Forcibly reducing UK milk production could put between 20 and 44 per cent of the country's dairy farmers out of business, and for no real gain, warns the Council (MDC) in its new Routes to Profitability report.
Debate has raged on how to raise earnings in the UK dairy sector, and some in the industry have suggested a smaller milk supply could improve the country's low farmgate milk prices.
Ken Boyns, MDC's head economist, said this argument was causing problems.
"There is already anecdotal evidence that some farmers are not investing because because messages that the industry cannot move forward unless milk prices rise or milk production falls is triggering a lack of confidence."
Current proposals would see milk production cut by 1.5bn to 3bn litres, largely from supplies used for lower value commodity dairy products.
The MDC report says such a policy is neither positive nor workable.
It warns the industry that any attempt to orchestrate a cut in production would be viewed as an illegal supply cartel by competition authorities. Britain's Office of Fair Trading has already been examining alleged deals between processors and retailers to raise retail milk prices.
Milk production is already dropping in the UK. A government-funded report has estimated the country could be 1bn litres below its 14bn-litre EU quota by 2008.
Tim Smith, chief executive at leading dairy group Arla Foods UK, said earlier this year that a dip in production might help the industry to raise earnings by tightening supply and demand.
The MDC says farmers would not necessarily see benefits from a smaller milk supply.
"These farmers [who remain] will have had to weather a period of exceptionally low prices to force out their colleagues so it's not quite the rosy picture it might appear," said Boyns.
It would be much more sensible, says the MDC, to concentrate on efficiency, innovation and business relationships across the whole dairy supply chain.
The report argues that Britain is one of Europe's most efficient dairy industries and should be able to continue producing for commodity markets if it differentiates milk supplies and develops more added value products alongside.

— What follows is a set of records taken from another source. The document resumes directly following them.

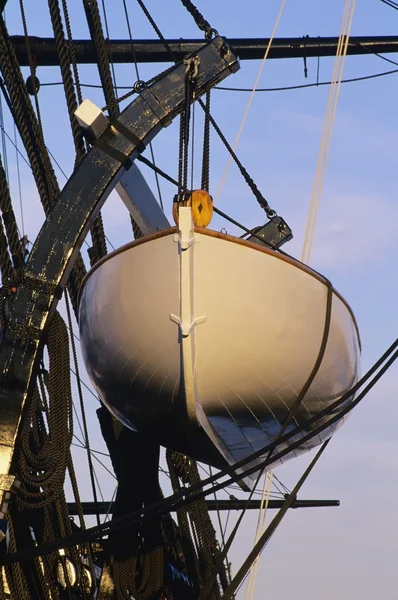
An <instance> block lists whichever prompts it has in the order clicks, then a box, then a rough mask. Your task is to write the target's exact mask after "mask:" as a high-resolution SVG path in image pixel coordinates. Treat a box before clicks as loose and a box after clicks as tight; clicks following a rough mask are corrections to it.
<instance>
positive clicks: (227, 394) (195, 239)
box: [79, 208, 360, 466]
mask: <svg viewBox="0 0 398 600" xmlns="http://www.w3.org/2000/svg"><path fill="white" fill-rule="evenodd" d="M328 306H329V308H328ZM79 312H80V315H79V327H80V339H81V345H82V352H83V357H84V361H85V364H86V367H87V371H88V373H89V376H90V378H91V380H92V383H93V385H94V386H95V388H96V389H97V391H98V394H99V396H100V398H101V400H102V401H103V402H104V404H105V405H106V406H107V407H108V408H109V410H111V412H112V413H113V414H114V415H115V416H116V417H117V418H118V419H119V420H121V421H122V422H123V423H124V424H125V425H127V426H128V427H130V428H132V429H135V430H140V431H146V432H148V433H150V434H152V435H153V436H154V437H155V438H156V439H157V440H158V441H159V443H161V444H163V445H165V446H167V447H171V448H173V449H175V450H177V451H180V452H182V453H184V454H187V455H189V456H191V457H192V458H195V459H197V460H201V461H203V462H207V463H209V464H213V465H214V466H222V465H223V464H224V465H225V462H227V463H229V464H231V465H233V464H234V463H236V462H237V461H239V460H241V459H243V458H246V457H248V456H249V455H251V454H252V453H253V452H255V451H258V450H260V449H261V448H263V447H264V446H266V445H267V443H269V442H271V441H273V440H275V439H276V438H277V436H278V434H279V432H280V430H281V427H282V426H283V424H284V423H285V421H286V419H287V416H288V414H289V411H290V409H291V408H292V406H293V404H294V403H295V400H296V399H297V397H298V396H299V394H300V393H301V392H302V390H303V388H304V386H305V385H306V383H307V381H308V379H309V377H310V374H311V372H312V371H313V369H314V365H315V364H316V362H317V360H319V357H320V352H321V348H322V345H323V350H324V351H323V353H322V355H321V358H322V360H321V363H320V366H319V369H318V370H317V372H316V375H315V377H314V379H313V381H312V383H311V385H310V387H309V389H308V390H307V392H306V393H305V394H304V397H303V399H302V401H301V403H300V405H299V408H298V410H297V411H296V412H295V415H294V419H293V421H292V423H291V425H290V427H289V429H290V430H292V429H293V428H294V427H295V426H296V425H303V424H305V423H306V422H307V421H308V420H309V419H310V418H311V417H313V416H314V415H316V414H317V413H319V412H320V411H321V410H323V409H324V408H326V407H327V406H329V405H330V404H331V403H333V402H334V401H335V400H337V399H338V398H340V397H341V396H342V395H343V394H345V393H346V392H347V391H349V390H350V389H351V387H352V386H353V385H354V384H355V383H356V381H357V379H358V370H359V354H360V349H359V348H360V345H359V335H358V330H357V326H356V322H355V319H354V316H353V313H352V311H351V309H350V307H349V306H348V304H347V303H346V302H345V300H344V299H343V298H342V297H341V296H340V295H339V294H338V293H337V292H336V291H335V290H334V289H333V288H331V286H330V285H329V286H328V282H327V280H326V279H325V278H323V277H322V276H321V275H320V274H318V273H317V272H315V271H313V270H312V269H310V268H309V267H307V266H306V265H304V264H302V263H301V262H299V261H297V260H295V259H293V258H291V257H288V256H286V255H283V254H281V253H279V252H276V251H274V250H271V249H268V248H265V247H263V246H261V245H258V244H253V243H251V242H248V241H245V240H242V239H240V238H236V237H233V236H230V235H227V234H223V233H219V232H215V231H211V230H208V229H205V228H199V227H194V226H193V224H192V220H191V208H181V209H180V219H179V227H174V228H169V229H166V230H162V231H159V232H157V233H155V234H153V235H150V236H148V237H145V238H141V239H138V240H136V241H133V242H131V243H130V244H127V245H125V246H123V247H121V248H120V249H118V250H116V251H115V252H113V253H111V254H109V255H108V256H106V257H105V258H104V259H102V260H101V261H100V262H98V263H97V264H96V265H95V266H94V268H93V269H92V270H91V271H90V273H89V274H88V276H87V278H86V280H85V282H84V284H83V287H82V291H81V298H80V307H79ZM328 314H329V320H328V323H325V320H327V315H328ZM325 327H326V329H325ZM325 336H326V337H325ZM335 427H336V425H335V426H334V427H333V428H331V427H329V428H327V429H325V430H324V431H323V432H322V433H321V434H320V435H315V436H314V437H313V438H312V439H311V440H309V441H307V442H306V443H304V444H303V445H302V446H300V448H299V452H302V451H305V450H310V449H311V448H313V447H314V446H316V445H318V444H320V443H321V442H322V441H324V440H325V439H327V438H328V437H330V436H331V435H332V433H333V429H335ZM308 431H311V428H310V429H308V430H304V431H303V432H302V433H301V434H300V435H301V436H304V435H305V434H306V433H308ZM295 439H296V441H297V437H296V438H295ZM297 453H298V450H296V451H295V453H294V454H297Z"/></svg>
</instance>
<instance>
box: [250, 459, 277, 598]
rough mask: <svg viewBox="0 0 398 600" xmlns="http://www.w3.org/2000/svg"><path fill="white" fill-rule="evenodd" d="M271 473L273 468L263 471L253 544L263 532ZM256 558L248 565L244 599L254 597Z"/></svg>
mask: <svg viewBox="0 0 398 600" xmlns="http://www.w3.org/2000/svg"><path fill="white" fill-rule="evenodd" d="M273 475H274V471H273V470H271V471H267V472H266V473H265V477H264V485H263V491H262V495H261V505H260V509H259V511H258V519H257V527H256V534H255V536H254V545H256V544H257V542H258V540H259V538H260V537H261V536H262V534H263V533H264V527H265V519H266V516H267V509H268V502H269V498H270V493H271V487H272V478H273ZM258 559H259V557H258V556H257V557H256V558H255V560H254V562H253V564H252V565H251V567H250V571H249V581H248V582H247V588H246V595H245V600H253V597H254V590H255V586H256V579H257V569H258V563H259V560H258Z"/></svg>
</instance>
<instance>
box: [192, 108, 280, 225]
mask: <svg viewBox="0 0 398 600" xmlns="http://www.w3.org/2000/svg"><path fill="white" fill-rule="evenodd" d="M198 102H199V104H200V106H201V107H202V108H203V110H204V111H205V112H206V105H205V104H204V102H203V101H202V100H200V99H199V100H198ZM208 118H209V120H210V123H211V124H212V125H213V127H214V129H215V130H216V132H217V134H218V136H219V138H220V139H221V141H222V143H223V144H224V146H225V147H226V149H227V150H228V152H229V153H230V155H231V157H232V159H233V160H234V162H235V163H236V165H237V167H238V169H239V171H240V172H241V174H242V176H243V179H244V180H245V181H246V183H247V185H248V186H249V188H250V189H251V191H252V192H253V195H254V197H255V198H256V200H257V202H258V203H259V205H260V206H261V208H262V209H263V210H264V211H265V214H266V215H267V217H268V219H273V218H274V217H276V212H275V211H274V210H273V209H272V208H271V207H270V205H269V204H268V202H267V200H266V199H265V198H264V196H263V195H262V193H261V192H260V190H259V189H258V187H257V185H256V184H255V182H254V181H253V179H252V178H251V177H250V175H249V173H248V172H247V171H246V169H245V167H244V166H243V165H242V163H241V162H240V160H239V158H238V157H237V156H236V154H235V152H234V150H233V148H232V147H231V146H230V144H229V143H228V140H227V139H226V137H225V136H224V134H223V132H222V131H221V129H220V128H219V126H218V125H217V123H216V122H215V120H214V119H213V117H212V116H211V114H210V113H209V115H208Z"/></svg>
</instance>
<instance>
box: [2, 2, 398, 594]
mask: <svg viewBox="0 0 398 600" xmlns="http://www.w3.org/2000/svg"><path fill="white" fill-rule="evenodd" d="M197 3H198V6H199V8H200V10H201V11H202V12H203V14H204V15H205V16H206V18H207V19H208V20H209V21H210V23H211V24H212V26H213V27H215V28H216V29H218V31H219V32H220V33H221V34H223V35H225V36H227V37H228V36H229V37H245V36H248V37H267V36H269V35H270V33H271V31H272V28H273V25H274V21H275V17H276V14H277V12H278V10H279V5H280V1H279V0H268V1H267V2H264V1H261V0H248V1H247V2H245V3H242V2H241V1H238V0H230V1H229V2H228V3H223V2H214V0H213V1H210V0H198V2H197ZM18 4H19V3H18V2H17V1H16V0H9V2H8V5H7V11H6V16H7V23H8V26H9V30H10V32H12V33H22V26H21V21H20V15H19V8H18ZM26 4H27V6H26V11H27V16H28V24H29V32H30V33H31V34H32V35H51V34H52V32H51V24H50V22H49V17H48V8H47V3H46V2H45V1H43V0H41V1H40V2H39V1H38V0H37V1H36V2H26ZM80 4H81V3H80V2H78V1H77V0H71V1H70V5H71V9H70V10H71V17H72V27H73V33H74V36H75V37H86V36H87V28H86V26H85V22H84V17H83V11H82V8H81V6H80ZM105 5H106V7H107V16H108V21H109V30H110V35H111V37H119V38H121V37H127V28H126V24H125V20H124V16H123V12H122V2H121V0H112V1H111V0H107V2H105ZM128 6H129V10H130V15H131V25H132V31H133V36H134V37H136V38H145V37H154V34H153V32H152V30H151V28H150V26H149V25H148V24H147V22H146V21H145V18H144V17H143V15H142V14H141V12H140V9H139V7H138V6H137V5H136V3H135V2H133V1H132V0H129V1H128ZM147 6H148V8H149V9H150V11H151V13H152V14H153V16H154V17H155V18H156V20H157V22H158V24H159V26H160V27H161V29H162V31H163V33H164V35H165V36H169V37H175V38H179V37H186V38H188V37H200V33H198V31H197V29H196V27H195V24H194V23H193V21H192V19H191V17H190V16H189V15H188V14H187V13H186V12H185V11H184V9H183V8H182V6H181V5H180V2H179V1H178V0H168V2H165V1H163V2H158V1H156V0H148V1H147ZM343 6H344V2H343V0H334V1H333V2H331V1H329V2H325V1H321V0H318V1H316V0H300V1H299V0H287V3H286V8H285V11H284V14H283V16H282V20H281V23H280V27H279V29H278V31H277V36H278V37H279V36H280V37H282V36H302V35H306V34H309V35H313V36H317V35H330V36H337V35H338V33H339V29H340V22H341V16H342V12H343ZM397 26H398V12H397V11H394V10H393V9H391V8H389V7H387V6H386V5H385V4H383V3H382V2H381V1H380V0H358V1H357V7H356V12H355V15H354V21H353V26H352V35H354V36H359V35H376V34H379V35H394V34H395V33H396V31H397ZM390 58H391V59H393V60H394V59H395V58H396V59H397V61H398V57H395V56H394V55H390ZM317 66H318V65H317V59H309V60H308V80H304V69H303V61H302V60H299V59H297V60H291V61H271V60H269V61H267V63H266V65H265V68H264V71H263V75H262V79H261V82H260V87H266V88H268V87H278V86H285V85H287V86H288V85H296V84H301V83H307V82H309V83H310V82H314V81H315V80H316V73H317ZM258 68H259V62H242V63H241V71H240V72H239V73H238V74H236V75H234V76H231V77H230V78H229V79H228V80H227V81H226V82H225V85H230V86H233V87H240V86H242V87H250V86H251V85H252V84H253V82H254V80H255V78H256V74H257V70H258ZM332 68H333V59H326V58H323V59H321V60H320V63H319V71H320V80H328V79H329V78H330V75H331V72H332ZM393 68H394V66H393V65H389V64H388V63H386V62H384V61H383V60H381V59H380V58H377V57H374V56H363V57H352V58H350V57H349V58H348V59H347V61H346V66H345V71H344V77H355V76H362V75H367V74H372V73H377V72H381V71H385V70H390V69H393ZM161 69H163V66H158V65H151V66H146V67H140V70H141V73H140V76H141V78H143V79H147V78H149V77H150V76H152V75H153V74H155V73H157V72H158V71H159V70H161ZM80 76H81V80H82V82H84V83H98V76H97V73H96V70H95V68H94V67H88V66H85V67H82V68H81V70H80ZM397 76H398V74H397V75H392V76H389V77H384V78H380V79H375V80H372V81H365V82H360V83H355V84H345V85H343V86H342V88H341V93H340V99H339V106H338V111H337V116H336V122H335V128H334V132H333V139H332V145H331V150H330V156H329V161H328V168H327V173H326V178H325V183H324V190H323V196H322V201H321V208H320V212H319V218H318V224H317V230H316V234H315V241H314V248H313V254H312V259H311V264H312V265H313V266H314V267H315V268H317V269H319V270H321V271H322V272H324V273H325V274H326V275H327V276H328V277H329V278H330V279H331V280H332V282H333V283H334V284H335V286H336V287H337V289H339V291H340V292H341V293H342V294H343V295H344V296H345V297H346V298H347V300H348V301H349V302H350V304H351V305H352V308H353V310H354V312H355V314H356V316H357V319H358V323H359V327H360V331H361V337H362V343H363V370H366V369H367V368H368V367H369V366H370V365H371V364H372V362H373V361H374V360H375V359H376V358H377V357H378V356H379V355H380V354H381V353H382V352H383V351H384V350H385V348H386V347H387V346H388V345H389V344H390V343H391V342H392V341H393V340H394V339H395V337H396V336H397V333H398V318H397V312H396V300H395V298H396V295H397V291H398V289H397V287H398V286H397V278H396V276H395V273H396V258H397V256H398V238H397V235H396V232H397V222H398V199H397V195H396V190H397V187H398V186H397V184H398V169H397V167H396V160H397V159H396V157H397V149H398V141H397V133H398V131H397V115H396V106H397V96H398V88H397V85H396V77H397ZM38 77H39V79H40V80H41V82H43V83H44V82H47V83H51V82H59V81H61V78H60V75H59V72H58V70H57V69H55V68H40V69H38ZM116 78H117V83H118V84H119V85H126V86H130V85H132V84H133V83H134V82H135V74H134V68H133V66H132V65H125V66H123V67H118V68H117V69H116ZM84 92H85V97H89V98H91V99H92V100H93V101H95V102H97V103H98V104H100V105H103V104H104V101H103V99H102V98H101V94H100V92H99V91H98V90H93V89H92V88H85V89H84ZM327 95H328V88H327V87H319V88H310V89H305V90H297V91H285V92H264V93H260V92H259V93H257V95H256V96H255V98H254V101H253V105H252V107H251V110H250V113H249V117H248V120H247V123H246V126H245V128H244V131H243V135H242V137H241V140H240V142H239V145H238V154H239V157H240V159H241V160H242V162H243V164H244V165H245V166H246V167H247V169H248V170H249V172H250V174H251V175H252V177H253V178H254V180H255V181H256V183H257V185H258V186H259V188H260V189H261V190H262V191H263V194H264V195H265V197H267V198H268V200H269V202H270V204H271V205H272V207H274V208H275V209H276V210H277V211H278V212H279V213H280V214H281V215H283V217H284V218H285V219H286V220H287V221H288V222H289V224H290V225H291V227H292V229H293V231H294V234H295V239H294V241H293V242H291V243H290V244H289V247H286V250H287V251H289V252H290V253H292V254H294V255H296V256H299V255H300V253H301V245H302V241H303V237H304V228H305V222H306V216H307V210H308V206H309V200H310V195H311V189H312V183H313V179H314V173H315V167H316V160H317V155H318V150H319V143H320V136H321V132H322V126H323V118H324V114H325V110H326V102H327ZM212 96H213V97H212V111H213V114H214V117H215V118H216V120H217V122H218V123H219V124H220V125H221V126H222V128H223V130H224V132H225V133H226V135H227V137H228V138H229V140H230V141H233V139H234V137H235V135H236V132H237V131H238V128H239V124H240V120H241V118H242V116H243V113H244V109H245V104H246V102H247V100H248V96H249V95H248V94H246V93H232V92H224V91H215V92H214V93H213V95H212ZM40 105H41V110H42V114H43V121H44V128H45V134H46V140H47V144H48V147H49V149H50V150H51V152H52V153H53V154H54V156H55V157H56V159H57V161H58V162H59V164H60V165H61V166H62V169H63V170H64V171H65V173H66V174H67V175H69V174H70V173H71V169H72V167H73V162H74V155H73V149H72V143H71V136H70V132H69V128H68V118H67V114H66V108H65V102H64V99H63V92H62V88H61V87H60V86H54V87H44V86H43V87H42V89H41V91H40ZM199 123H200V118H199V116H198V124H199ZM5 128H6V130H7V133H8V134H9V135H10V136H11V137H12V138H13V136H14V131H13V126H12V123H11V121H10V118H9V116H8V115H7V114H6V116H5ZM176 131H177V129H176V127H175V126H174V125H172V126H171V127H170V128H168V129H166V130H165V131H163V132H162V133H161V134H160V135H159V137H158V139H157V140H156V144H155V151H156V159H157V163H158V164H159V166H160V167H162V168H164V169H165V170H166V171H168V172H170V173H172V174H174V173H175V172H176V165H177V152H178V149H177V138H176ZM197 137H198V138H199V137H200V133H198V136H197ZM212 147H213V156H212V164H211V182H212V191H213V192H214V191H215V190H216V189H217V187H218V184H219V182H220V179H221V176H222V173H223V171H224V168H225V165H226V162H227V160H228V156H227V155H226V153H225V152H224V150H223V148H222V146H221V145H220V144H219V143H218V142H217V140H216V139H215V138H214V136H213V139H212ZM198 148H199V146H198ZM22 153H23V154H24V151H23V150H22ZM197 155H198V152H197ZM7 157H8V164H9V172H10V180H11V188H12V192H13V197H14V203H15V204H18V203H19V200H18V197H19V194H18V185H17V171H16V159H15V150H14V148H13V146H12V145H11V144H10V143H7ZM20 172H21V185H22V205H23V217H24V223H25V232H26V233H27V234H28V235H29V237H30V239H31V240H33V239H34V237H35V236H36V234H37V232H38V229H39V227H40V225H41V223H42V220H43V216H42V213H41V212H40V208H39V203H38V199H37V194H36V191H35V188H34V184H33V180H32V178H31V176H30V173H29V169H28V167H27V166H26V165H25V163H24V162H23V160H22V159H20ZM58 174H59V181H60V184H61V186H62V185H63V184H64V182H65V178H64V177H63V175H62V174H60V173H58ZM196 175H197V177H200V169H199V167H198V169H197V171H196ZM148 180H149V181H150V182H151V183H154V181H153V176H152V174H150V173H149V174H148ZM173 193H174V190H173V189H172V188H170V187H168V186H165V187H164V198H165V200H166V202H168V205H169V207H170V202H171V199H172V195H173ZM219 207H220V208H221V209H222V210H224V211H225V212H228V213H229V214H231V215H232V216H234V217H235V218H237V219H238V220H241V221H242V222H243V223H245V224H246V225H247V226H253V225H256V224H259V223H260V222H261V221H262V220H263V213H262V211H261V210H260V209H259V208H258V207H257V205H256V203H255V201H254V199H253V198H252V197H251V195H250V192H249V190H248V188H247V187H246V185H245V183H244V182H243V180H242V179H241V178H240V176H239V174H238V172H237V170H236V169H235V168H234V167H232V168H231V170H230V172H229V175H228V179H227V183H226V185H225V186H224V188H223V192H222V196H221V198H220V202H219ZM104 217H105V218H106V223H107V235H108V237H109V239H110V240H111V241H113V243H114V244H115V245H117V244H119V243H120V242H122V241H124V240H126V241H127V240H128V239H130V230H129V228H128V227H127V226H126V215H125V213H124V212H123V210H122V207H121V205H120V203H119V201H118V200H117V198H115V197H112V198H111V199H110V200H109V202H108V203H107V205H106V206H105V208H104ZM18 218H19V223H20V227H21V228H22V226H21V217H20V214H19V215H18ZM214 226H215V228H220V227H222V226H226V228H227V230H228V231H230V232H233V231H234V229H233V228H232V227H230V226H229V225H225V224H224V223H221V222H220V221H218V220H215V221H214ZM397 384H398V371H397V368H396V367H394V368H392V369H391V370H390V371H389V372H388V374H387V376H386V377H385V378H384V379H383V380H382V381H381V383H380V384H379V385H378V386H377V387H376V388H375V389H374V391H372V393H371V394H369V396H368V397H367V398H366V399H365V400H364V402H363V403H362V404H361V405H360V406H359V407H358V408H357V409H356V411H355V412H354V413H353V414H352V415H351V416H350V418H349V419H348V421H347V423H346V424H345V425H344V427H343V428H342V429H341V430H340V431H339V432H338V434H337V435H336V436H335V438H334V439H333V440H332V442H331V444H330V445H329V447H328V449H327V451H326V453H325V455H324V457H323V458H322V460H321V462H320V463H319V464H318V466H317V467H316V469H315V471H314V472H313V474H312V475H311V477H310V479H309V480H308V483H306V485H305V487H304V489H303V492H302V497H306V498H312V497H314V498H338V499H340V500H341V507H340V508H333V509H314V510H310V511H308V510H303V511H298V510H297V511H291V512H290V513H289V514H288V516H287V517H286V519H285V521H284V522H283V524H282V526H281V527H280V529H279V530H278V531H277V533H276V534H275V535H274V537H273V539H272V540H271V543H270V544H269V546H268V547H267V548H266V550H265V551H264V553H263V556H262V558H261V563H260V569H259V573H258V584H257V589H256V593H255V596H254V598H255V599H256V600H260V599H262V598H264V597H266V596H267V595H269V596H275V595H277V597H278V598H280V599H281V600H284V599H285V598H288V597H289V598H290V597H291V595H292V594H294V597H295V600H304V599H305V600H319V599H322V600H332V599H333V600H334V599H335V598H337V597H338V598H339V599H341V600H345V599H350V600H351V599H352V598H361V600H373V599H374V598H375V597H383V598H385V599H386V600H390V599H391V600H393V599H394V598H396V591H395V588H396V567H395V560H396V556H397V555H398V541H397V531H398V516H397V514H398V513H397V500H398V482H397V477H398V465H397V460H396V458H395V457H396V454H397V449H398V448H397V441H396V433H395V423H396V421H397V413H398V410H397V408H396V406H395V398H396V394H397V388H398V385H397ZM86 398H87V402H88V404H89V406H91V408H92V411H94V408H95V400H94V399H93V398H92V397H91V396H90V394H89V393H87V395H86ZM90 426H91V428H92V431H93V436H94V439H95V440H96V441H97V442H98V445H99V444H100V441H99V440H98V439H97V438H96V433H95V427H96V425H95V417H92V419H91V420H90ZM308 460H309V457H308V456H307V457H303V458H300V459H297V460H294V461H291V462H290V463H289V464H287V465H284V466H283V467H281V468H280V469H278V472H277V474H278V476H279V477H280V478H281V479H282V480H283V481H284V482H285V483H286V484H287V485H289V486H291V487H292V486H293V484H294V482H295V480H296V479H297V478H298V477H299V475H300V473H301V471H302V470H303V468H304V466H305V465H306V464H307V462H308ZM87 493H89V492H88V490H87ZM111 494H112V485H111V480H110V479H108V480H107V481H106V483H105V490H104V496H105V497H108V498H109V497H110V495H111ZM231 521H232V518H231ZM255 522H256V519H255V517H254V516H253V515H250V516H248V517H247V518H246V522H245V524H244V526H243V528H242V533H241V535H240V538H239V543H238V544H237V545H236V546H235V549H234V550H233V551H232V553H231V556H230V558H231V560H232V562H233V567H234V568H237V567H238V566H239V564H240V563H241V561H242V560H243V558H244V555H245V551H247V550H248V549H249V547H250V546H251V544H252V539H253V537H254V530H255ZM240 597H242V598H243V597H244V594H242V595H241V596H240Z"/></svg>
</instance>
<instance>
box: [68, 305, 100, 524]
mask: <svg viewBox="0 0 398 600" xmlns="http://www.w3.org/2000/svg"><path fill="white" fill-rule="evenodd" d="M65 305H66V312H67V316H68V325H69V338H70V343H71V346H72V354H73V360H74V364H75V370H76V374H77V377H76V383H77V389H78V393H79V400H80V411H81V415H82V420H83V432H82V433H84V441H85V446H86V449H87V462H88V467H89V473H90V480H91V490H92V493H93V499H94V504H95V506H96V518H97V524H98V525H99V524H100V522H101V521H100V516H99V510H98V498H97V488H96V485H95V478H94V467H93V462H92V457H91V452H90V441H89V435H88V427H87V419H86V411H85V407H84V400H83V391H82V387H81V384H80V375H79V363H78V360H77V353H76V345H75V339H74V337H73V334H72V331H73V324H72V315H71V312H70V306H69V299H68V295H67V294H65Z"/></svg>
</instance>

The MDC, funded by a levy on all UK dairy industry players, has broad support from the National Farmers' Union.
Britain has the lowest farmgate milk prices in Western Europe, with a number of producers currently receiving less for their milk than it costs to produce. Average prices in June were 16.83 pence per litre, almost 0.5p down on the same time last year, according to MDC figures.
Dairy firms say they have had no choice but to chop farmgate prices, due to soaring input costs and supermarket pressure.